Professional background: Study at the University of Karlsruhe (1984-1989). Dissertation (1995) and Habilitation (2002) in computer science at the University of Paderborn. Appointment as a full professor for Web Technology and Information Systems at the Bauhaus-Universität Weimar (2005). Research stays at IBM, Germany, and the International Computer Science Institute, Berkeley.
Applying Heuristic Search Technology for Constrained Paraphrasing
To paraphrase means to rewrite content whilst preserving the original meaning. Paraphrasing is important in fields such as text reuse in journalism, anonymising work, and improving the quality of customer-written reviews, among other. Paraphrasing is often considered as an analysis problem – asking the following question: Are these two sentences (paragraphs) paraphrases?

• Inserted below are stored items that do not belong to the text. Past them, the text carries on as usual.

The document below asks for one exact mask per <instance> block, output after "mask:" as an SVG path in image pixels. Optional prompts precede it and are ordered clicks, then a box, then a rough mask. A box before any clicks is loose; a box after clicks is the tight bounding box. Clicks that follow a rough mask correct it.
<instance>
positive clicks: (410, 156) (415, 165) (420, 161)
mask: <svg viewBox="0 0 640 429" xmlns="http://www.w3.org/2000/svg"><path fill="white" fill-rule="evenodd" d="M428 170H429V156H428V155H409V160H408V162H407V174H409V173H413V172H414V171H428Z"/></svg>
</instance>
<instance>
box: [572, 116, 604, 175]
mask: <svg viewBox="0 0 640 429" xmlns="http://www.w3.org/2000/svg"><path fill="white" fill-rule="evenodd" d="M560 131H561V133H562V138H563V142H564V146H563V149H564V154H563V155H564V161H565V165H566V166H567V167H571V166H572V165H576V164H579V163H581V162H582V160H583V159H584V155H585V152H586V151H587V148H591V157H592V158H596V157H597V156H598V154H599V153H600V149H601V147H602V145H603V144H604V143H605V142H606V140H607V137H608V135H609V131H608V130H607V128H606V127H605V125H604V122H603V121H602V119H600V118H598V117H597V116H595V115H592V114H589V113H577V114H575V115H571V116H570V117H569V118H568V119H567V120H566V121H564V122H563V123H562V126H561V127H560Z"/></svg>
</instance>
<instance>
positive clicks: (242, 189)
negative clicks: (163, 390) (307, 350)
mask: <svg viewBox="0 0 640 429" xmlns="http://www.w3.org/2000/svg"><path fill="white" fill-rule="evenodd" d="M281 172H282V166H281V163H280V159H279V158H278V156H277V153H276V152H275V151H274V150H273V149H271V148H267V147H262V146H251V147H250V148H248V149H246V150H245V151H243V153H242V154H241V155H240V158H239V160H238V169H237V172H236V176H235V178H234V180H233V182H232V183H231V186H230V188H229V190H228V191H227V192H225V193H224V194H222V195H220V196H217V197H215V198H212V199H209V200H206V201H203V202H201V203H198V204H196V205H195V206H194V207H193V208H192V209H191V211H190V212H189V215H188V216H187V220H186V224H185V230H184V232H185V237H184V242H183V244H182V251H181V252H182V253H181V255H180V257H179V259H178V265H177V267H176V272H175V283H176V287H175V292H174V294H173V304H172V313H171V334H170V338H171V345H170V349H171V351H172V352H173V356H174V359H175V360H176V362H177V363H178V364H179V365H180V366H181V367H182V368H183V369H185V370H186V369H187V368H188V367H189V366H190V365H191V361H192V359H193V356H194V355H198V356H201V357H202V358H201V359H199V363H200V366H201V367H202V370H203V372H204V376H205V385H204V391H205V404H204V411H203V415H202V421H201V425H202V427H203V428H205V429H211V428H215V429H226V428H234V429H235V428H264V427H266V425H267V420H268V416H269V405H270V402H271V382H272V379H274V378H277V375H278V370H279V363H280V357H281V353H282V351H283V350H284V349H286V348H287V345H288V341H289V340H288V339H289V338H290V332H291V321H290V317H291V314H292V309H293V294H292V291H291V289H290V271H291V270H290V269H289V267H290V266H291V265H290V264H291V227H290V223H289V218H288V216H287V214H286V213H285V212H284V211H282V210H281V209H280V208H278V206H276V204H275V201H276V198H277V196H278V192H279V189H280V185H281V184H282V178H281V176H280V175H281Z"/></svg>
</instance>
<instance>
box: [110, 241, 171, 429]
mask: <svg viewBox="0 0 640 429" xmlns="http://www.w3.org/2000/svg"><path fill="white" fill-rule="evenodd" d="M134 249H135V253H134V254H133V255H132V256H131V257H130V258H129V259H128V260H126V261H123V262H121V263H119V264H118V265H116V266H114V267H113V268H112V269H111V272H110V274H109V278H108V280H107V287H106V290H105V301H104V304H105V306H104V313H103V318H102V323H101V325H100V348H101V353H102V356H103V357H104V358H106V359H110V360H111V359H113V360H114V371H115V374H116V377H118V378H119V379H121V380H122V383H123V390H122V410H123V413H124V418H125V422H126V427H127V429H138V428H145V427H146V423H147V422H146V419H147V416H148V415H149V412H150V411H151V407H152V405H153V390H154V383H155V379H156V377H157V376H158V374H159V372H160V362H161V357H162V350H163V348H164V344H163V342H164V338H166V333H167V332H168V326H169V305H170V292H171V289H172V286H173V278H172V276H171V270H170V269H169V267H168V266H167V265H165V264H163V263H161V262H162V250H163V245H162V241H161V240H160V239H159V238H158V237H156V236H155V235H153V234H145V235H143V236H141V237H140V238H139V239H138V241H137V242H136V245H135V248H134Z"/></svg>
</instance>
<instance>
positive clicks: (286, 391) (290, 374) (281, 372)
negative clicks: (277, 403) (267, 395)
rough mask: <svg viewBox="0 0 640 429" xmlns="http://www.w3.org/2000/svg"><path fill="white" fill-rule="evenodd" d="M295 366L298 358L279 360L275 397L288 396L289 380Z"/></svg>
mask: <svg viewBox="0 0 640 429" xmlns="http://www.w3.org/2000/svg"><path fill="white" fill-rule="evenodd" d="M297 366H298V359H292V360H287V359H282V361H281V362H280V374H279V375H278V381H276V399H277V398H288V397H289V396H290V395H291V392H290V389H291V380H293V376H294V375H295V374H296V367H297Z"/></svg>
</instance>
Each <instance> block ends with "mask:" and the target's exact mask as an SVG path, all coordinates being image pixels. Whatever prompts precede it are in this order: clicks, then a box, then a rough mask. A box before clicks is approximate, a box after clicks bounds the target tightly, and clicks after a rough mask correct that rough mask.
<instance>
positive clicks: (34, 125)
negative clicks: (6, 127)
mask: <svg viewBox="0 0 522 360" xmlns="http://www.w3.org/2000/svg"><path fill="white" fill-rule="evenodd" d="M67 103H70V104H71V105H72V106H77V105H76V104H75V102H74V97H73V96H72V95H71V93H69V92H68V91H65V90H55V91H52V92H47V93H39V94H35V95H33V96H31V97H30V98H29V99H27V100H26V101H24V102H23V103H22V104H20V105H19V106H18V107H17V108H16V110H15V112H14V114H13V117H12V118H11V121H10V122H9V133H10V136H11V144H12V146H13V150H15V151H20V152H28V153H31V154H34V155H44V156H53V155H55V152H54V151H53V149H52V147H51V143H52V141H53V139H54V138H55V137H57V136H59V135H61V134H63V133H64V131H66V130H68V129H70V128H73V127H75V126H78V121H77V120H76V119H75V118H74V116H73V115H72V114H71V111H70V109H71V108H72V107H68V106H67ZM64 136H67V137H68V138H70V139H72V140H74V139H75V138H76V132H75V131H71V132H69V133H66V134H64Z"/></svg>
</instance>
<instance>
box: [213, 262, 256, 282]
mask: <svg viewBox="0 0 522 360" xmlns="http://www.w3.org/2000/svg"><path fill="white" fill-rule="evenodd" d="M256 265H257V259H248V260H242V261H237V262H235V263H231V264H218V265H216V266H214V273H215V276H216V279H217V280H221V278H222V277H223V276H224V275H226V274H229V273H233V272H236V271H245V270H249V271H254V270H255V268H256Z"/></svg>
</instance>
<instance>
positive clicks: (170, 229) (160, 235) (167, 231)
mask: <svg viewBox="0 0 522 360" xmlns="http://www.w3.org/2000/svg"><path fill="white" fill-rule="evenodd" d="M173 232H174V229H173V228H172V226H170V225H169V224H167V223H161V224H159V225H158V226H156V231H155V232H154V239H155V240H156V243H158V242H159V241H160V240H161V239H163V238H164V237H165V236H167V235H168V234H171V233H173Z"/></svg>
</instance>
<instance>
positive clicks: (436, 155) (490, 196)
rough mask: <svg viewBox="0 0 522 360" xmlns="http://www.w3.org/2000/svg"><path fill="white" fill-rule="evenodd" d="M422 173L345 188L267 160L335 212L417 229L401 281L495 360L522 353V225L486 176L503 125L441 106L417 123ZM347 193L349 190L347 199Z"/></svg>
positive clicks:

In our talk we will take the synthesis view and consider the problem of automatically paraphrasing a text. To illustrate both the principles and the potential of our approach we consider the reformulation of a given text such that the text contains an – also given – acrostic. A text contains an acrostic, if the first letters of a range of consecutive lines form a word or phrase. Our approach turns this paraphrasing task into an optimization problem: we use various existing and also new paraphrasing techniques as operators applicable to intermediate versions of a text (e.g., replacing synonyms), and we search for an operator sequence with minimum text quality loss. The experimental analysis shows that we can solve the acrostic generation problem both effectively and efficiently. However, our main contribution lies in the presented technology paradigm: a novel and promising combination of methods from Information Retrieval, Computational Linguistics, and Artificial Intelligence. The approach naturally generalizes to related paraphrasing problems as they occur in shortening or simplifying a given text, writing style obfuscation, answer grading, or e-journalism.